After the Fire
Author: Will Hill
Genre: YA, Contemporary
Publication Date: June 1st 2017
Format: Paperback (496 pages)
The things I’ve seen are burned into me, like scars that refuse to fade.
Father John controls everything inside The Fence. And Father John likes rules. Especially about never talking to Outsiders. Because Father John knows the truth. He knows what is right, and what is wrong. He knows what is coming.
Moonbeam is starting to doubt, though. She’s starting to see the lies behind Father John’s words. She wants him to be found out.

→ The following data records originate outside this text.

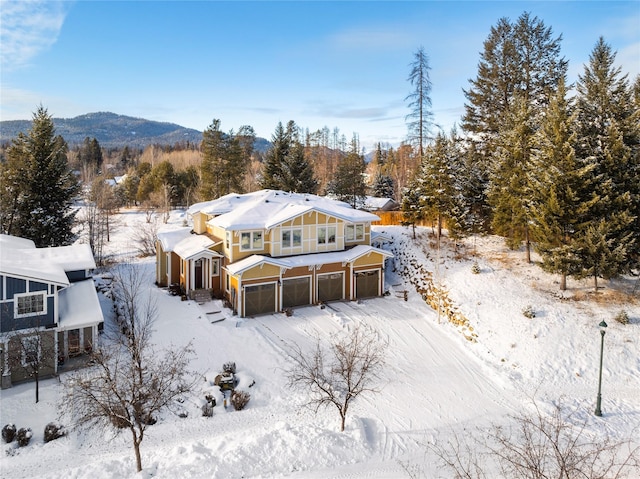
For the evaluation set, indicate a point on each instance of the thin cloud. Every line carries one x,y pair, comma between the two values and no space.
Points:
374,38
28,28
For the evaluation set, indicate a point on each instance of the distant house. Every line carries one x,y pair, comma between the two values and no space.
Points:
270,250
372,203
47,293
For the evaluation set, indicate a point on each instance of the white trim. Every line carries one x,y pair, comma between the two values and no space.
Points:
17,296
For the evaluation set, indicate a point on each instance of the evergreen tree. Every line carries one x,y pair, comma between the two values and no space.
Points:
382,186
509,190
225,159
420,119
286,167
609,139
561,190
38,186
272,174
472,211
410,206
435,182
518,59
348,183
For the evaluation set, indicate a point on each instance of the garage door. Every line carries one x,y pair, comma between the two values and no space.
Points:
367,284
259,299
330,287
295,292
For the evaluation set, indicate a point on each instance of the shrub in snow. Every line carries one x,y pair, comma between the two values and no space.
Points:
9,433
210,399
207,409
23,436
622,317
229,367
240,399
53,431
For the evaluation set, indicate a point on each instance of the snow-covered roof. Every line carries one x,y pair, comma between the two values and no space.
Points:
194,245
265,209
79,306
72,258
375,203
219,206
25,263
289,262
170,238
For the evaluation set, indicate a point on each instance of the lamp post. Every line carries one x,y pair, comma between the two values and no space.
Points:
603,326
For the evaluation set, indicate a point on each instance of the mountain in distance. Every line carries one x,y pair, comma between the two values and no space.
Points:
114,131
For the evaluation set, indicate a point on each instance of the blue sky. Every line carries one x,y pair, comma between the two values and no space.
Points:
337,64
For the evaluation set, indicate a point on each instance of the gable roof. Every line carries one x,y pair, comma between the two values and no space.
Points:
347,256
169,239
265,209
194,245
79,306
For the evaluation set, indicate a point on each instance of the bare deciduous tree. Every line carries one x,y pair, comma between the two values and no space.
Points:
130,381
539,445
33,352
145,237
337,373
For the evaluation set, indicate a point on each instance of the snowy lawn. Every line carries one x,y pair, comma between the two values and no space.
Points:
435,384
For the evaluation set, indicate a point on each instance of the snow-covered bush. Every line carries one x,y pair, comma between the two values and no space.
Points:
240,399
207,409
9,433
229,367
622,317
53,431
23,436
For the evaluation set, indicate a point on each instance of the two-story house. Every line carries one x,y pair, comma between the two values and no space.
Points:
269,250
49,307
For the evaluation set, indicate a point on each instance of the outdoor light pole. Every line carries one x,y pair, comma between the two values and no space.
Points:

What if the only way out of the darkness is to light a fire?
My Rating: ★★★★★
I was immediately sold on reading this book the second I found out that it was about a cult. There is something so mysterious about a cult that really draws me in. A fascination to discover how people live in them and what it is that draws their faith. I had heard brilliant things about After the Fire and so I dived straight in after receiving the book as a birthday gift.
Will Hill certainly does not mess around with his writing and this is such a well crafted story of faith and the way in which our faith can sometimes waiver. Father John is an awful person and I felt nothing but pure hatred towards him. Something I think that Will Hill did incredibly well was to allow us as readers to see both sides of the story. As easily as I could hate Father John, I could also easily understand and see how many of the people in the cult believed him and had faith in him. This was something that really interested me as it isn’t something I had really considered before reading this book. Why is it that people put so much faith in such obviously abusive leaders?
The structure of this book was another thing that I really quite liked. Flicking back and forth between ‘Before’ and ‘After’ really helped to build the intrigue and mystery around Moonbeam’s secret. What exactly had happened in the compound? How did Moonbeam end up in the ‘After’? It was a really great way to explore Moonbeam’s character and get to know her through a series of events she had been through in her earlier life. I think it’s definitely one of the reasons I felt such a strong pull towards Moonbeam as a character. I really felt like I was living through each conversation with her and there was plenty in there to shock and enrage me.
I loved reading Moonbeam as a main character and had such huge sympathy towards her. It was clear from the beginning that there was more to Moonbeam’s story than first meets the eye and the intrigue intensifies as the story moves on and we see Moonbeam coming to terms with her life inside the cult and learn to trust those who have rescued her. With that trust comes a series of revelations from her life within the compound. Without a doubt Moonbeam has been through a traumatic experience but her ability to trust her own instincts and be able to question everything she thought she trusted is such a huge value in her character.
Two other characters whom I unexpectedly really enjoyed reading where Dr Hernandez and Agent Carlyle. There was something about their dynamic that just really caught me and I loved the idea of caring, cautious Dr Hernandez and fiery, enraged Agent Carlyle having some seriously heated conversations out of Moonbeam’s earshot. Dr Hernandez having dealt with numerous cases like Moonbeam’s before is much more able to cope with Moonbeam’s situation but we see Agent Carlyle have a really tough time with it, especially being father to a daughter of his own. His anger and distress was really relatable and I thought it was that added dimension that made this book feel so real. I loved their dynamic and especially the journey we see Agent Carlyle in particular go on by the end of the book.
After the Fire is a harrowing but real look at the effects of life within a cult and the after effects on those who escape. It is sure to send you on a rollercoaster of emotions from anger and sadness all the way back to hope.
Have you read After the Fire? What did you think?
What are your favourite books about cults?